The financial crisis happened because the financial institutions were allowed to operate with very lax oversight. This resulted in them pursuing policies that were very profitable but at the same time very risky. Everything was fine while the economy remained strong but as soon as things started to change it turned what should have been a minor economic downturn into a crisis. The main issue was that banks that were issuing mortgages were packaging those mortgages together and selling them to investors. This is what caused the crisis to really get out of hand.
The problem with allowing the banks to package the mortgages and then sell them to investors is that the banks no longer had any incentive to make sure that the mortgages that they were issuing were good risks. Since they weren't the ones who would have to collect the payment they had an incentive to issue as many mortgages as they possibly could. This inevitably led to the giving mortgages to people who couldn't afford them. When the Federal Reserve decided that they needed to raise interest rates all of those people found themselves unable to pay their bills and they began to default on their mortgages.
Even all of the bad mortgages was not in itself a disaster since the number of them was fairly small compared to the total number of mortgages. The problem was that to sell the bad mortgages to investors the banks bundled them together with good mortgages. This meant that nobody really knew who owned the bad mortgages. This is what really caused the crisis. Since nobody really knew who was going to get stuck with the bad mortgages everybody stopped lending money out of fear that they would lend to somebody who would go bankrupt because they were holding some of these bad mortgages.
It was this complete shutdown of the credit market that really caused the crisis.
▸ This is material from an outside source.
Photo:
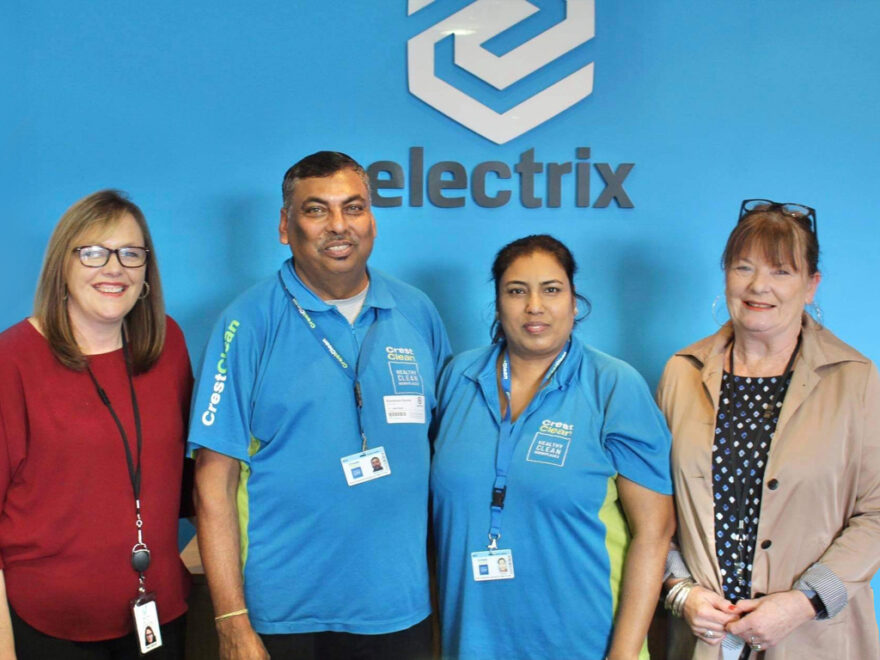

Without credit businesses can't operate and they had to start laying off employees. This of course just made the problem worse since there were now all of these laid off employees who could no longer pay their mortgages. This lead to more investors being stuck with bad mortgages and the whole economy found itself in a downward spiral. The problem was made worse by the fact that for years the Federal Reserve had kept interest rates very low. The normal solution to the problem would have been to encourage the credit markets by lowering rates. The problem was the rates were already so low they couldn't do this.